New Ways to Learn New LanguagesNov. 20, 1998
Students in the modern foreign language department are using cutting-edge technology to learn Spanish, French, Japanese and many other languages thanks to the new language acquisition center (LAC) which opened at 4 p.m., Nov. 19, in room 300 of the Draper Academic Building.
The department held a ribbon-cutting ceremony to celebrate the grand opening, and Dr. Ute Lahaie, assistant professor of German, Russian and Japanese, gave a demonstration of the new computer system, a major technological advance for the department.
Lahaie, who wrote the proposal to update the lab, conducted extensive research throughout the United States for the new lab. She patterned the LAC's video-file servers after visited George Washington University, which was one of the first schools to implement the servers.

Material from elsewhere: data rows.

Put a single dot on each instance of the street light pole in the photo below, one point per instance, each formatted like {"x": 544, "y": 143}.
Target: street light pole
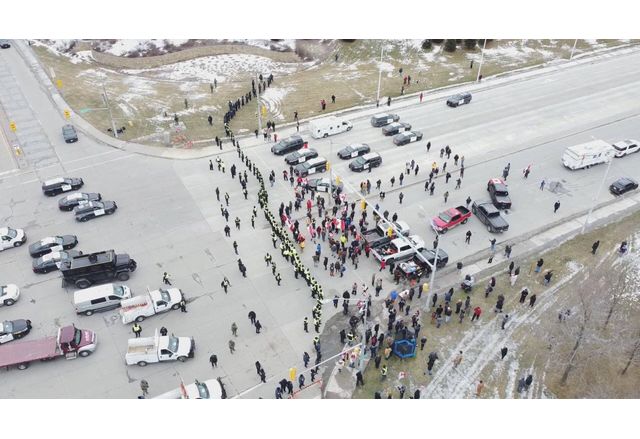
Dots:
{"x": 595, "y": 199}
{"x": 106, "y": 102}
{"x": 573, "y": 49}
{"x": 481, "y": 59}
{"x": 259, "y": 106}
{"x": 379, "y": 76}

The video-file servers allow students to access software such as language videos and audio tapes easily through 95 computer stations. In the past, students had to wait in line to check out a limited number of tapes and then watch or listen to them on old tape-recorders and televisions.

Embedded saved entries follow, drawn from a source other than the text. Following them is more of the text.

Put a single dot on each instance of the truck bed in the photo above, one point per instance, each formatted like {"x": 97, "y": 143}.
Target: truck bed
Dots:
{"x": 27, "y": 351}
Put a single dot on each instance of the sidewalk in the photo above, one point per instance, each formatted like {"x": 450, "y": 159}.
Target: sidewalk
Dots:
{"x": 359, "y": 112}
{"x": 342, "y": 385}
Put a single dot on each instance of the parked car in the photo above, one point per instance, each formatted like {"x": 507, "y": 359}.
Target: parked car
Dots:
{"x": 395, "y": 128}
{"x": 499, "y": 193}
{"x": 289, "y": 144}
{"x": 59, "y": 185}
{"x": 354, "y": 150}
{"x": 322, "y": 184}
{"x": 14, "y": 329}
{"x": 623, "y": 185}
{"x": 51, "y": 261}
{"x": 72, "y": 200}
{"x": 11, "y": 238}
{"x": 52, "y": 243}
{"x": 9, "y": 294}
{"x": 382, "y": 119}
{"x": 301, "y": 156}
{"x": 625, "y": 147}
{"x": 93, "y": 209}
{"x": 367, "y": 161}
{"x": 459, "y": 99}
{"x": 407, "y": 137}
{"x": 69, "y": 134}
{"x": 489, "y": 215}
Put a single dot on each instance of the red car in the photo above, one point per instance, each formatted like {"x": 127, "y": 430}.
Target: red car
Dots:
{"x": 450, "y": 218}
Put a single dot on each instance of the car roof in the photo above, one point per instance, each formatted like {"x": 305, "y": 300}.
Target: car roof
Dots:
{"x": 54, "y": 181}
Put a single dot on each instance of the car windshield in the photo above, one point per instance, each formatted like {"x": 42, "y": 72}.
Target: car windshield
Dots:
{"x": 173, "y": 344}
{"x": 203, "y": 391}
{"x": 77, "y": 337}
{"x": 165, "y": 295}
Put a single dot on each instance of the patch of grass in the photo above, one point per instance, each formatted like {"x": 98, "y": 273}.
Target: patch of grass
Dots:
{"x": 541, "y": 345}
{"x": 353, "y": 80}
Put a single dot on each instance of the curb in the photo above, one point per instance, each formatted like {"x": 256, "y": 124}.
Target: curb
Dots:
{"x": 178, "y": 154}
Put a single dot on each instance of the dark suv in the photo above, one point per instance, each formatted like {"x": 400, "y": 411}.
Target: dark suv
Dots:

"Its a drastic change from the hassle that we used to have to go through to check out tapes," Janai Nuckols, a Longview sophomore said. "You'd get the wrong tape or they wouldn't have any available. Now it's so much more organized."
Although the Spanish learning video, Destinos, and other software is "just a mouse click away" in the LAC, lab assistants will still be on hand to help students who are not accustomed to the new technology, Lahaie said.
"We will be responsible for problems with equipment and making sure that everyone gets equal use of the computers," said Brandon Sysaranth, a lab assistant and Grand Prairie junior. "Our job will be a lot different because we won't have to check out tapes. Students will like the LAC because it is fun to have new technology."
Another advantage of the LAC is that professors can hold interactive class sessions in the labs because in each lab there is an instructor station that has control over the other computers. Professors can access any computer screen in the room to help students who have gotten off track, and they can also communicate with each student through headsets.
"Classes may use the center during morning hours for interactive lectures, but when there are no classes scheduled the center will be in 'library-mode' for students to use the materials," Lahaie said.
The center will initially be open from 8 a.m. to 8 p.m. Monday through Thursday and from 8 a.m. to 5 p.m. on Friday, but Lahaie said the hours may be extended if there is demand for the center.
Upper level students who have taken all their foreign language can use the computers in the LAC for Internet access and e-mail, but those needing to use the language software will have first priority in the lab. One senior at the grand opening wished that the updated center would have been available when he took Spanish.
"I didn't always watch Destinos because it was such a hassle to come over here and check out tapes with your ID," said Eric Gruel, a Houston senior. "I made a lower grade than I would've liked, but if this lab was here I would've been more motivated to watch Destinos and do the workbooks."
The actual classrooms housing the computers were also completely remodeled from what Lahaie described as a "1970s audio lab" to a "state-of-the-art digital lab." New carpets were put in, walls were knocked down and the ceiling height had to be adjusted to make room for a large screen in two of the labs. Planning for the lab renovations began four years ago and the remodeling began in the summer of 1998.
"When we began faculty training a few weeks ago, even the skeptics got excited about the lab," Lahaie said. "Students and faculty can finally start to benefit from the versatility of a high-tech digital lab."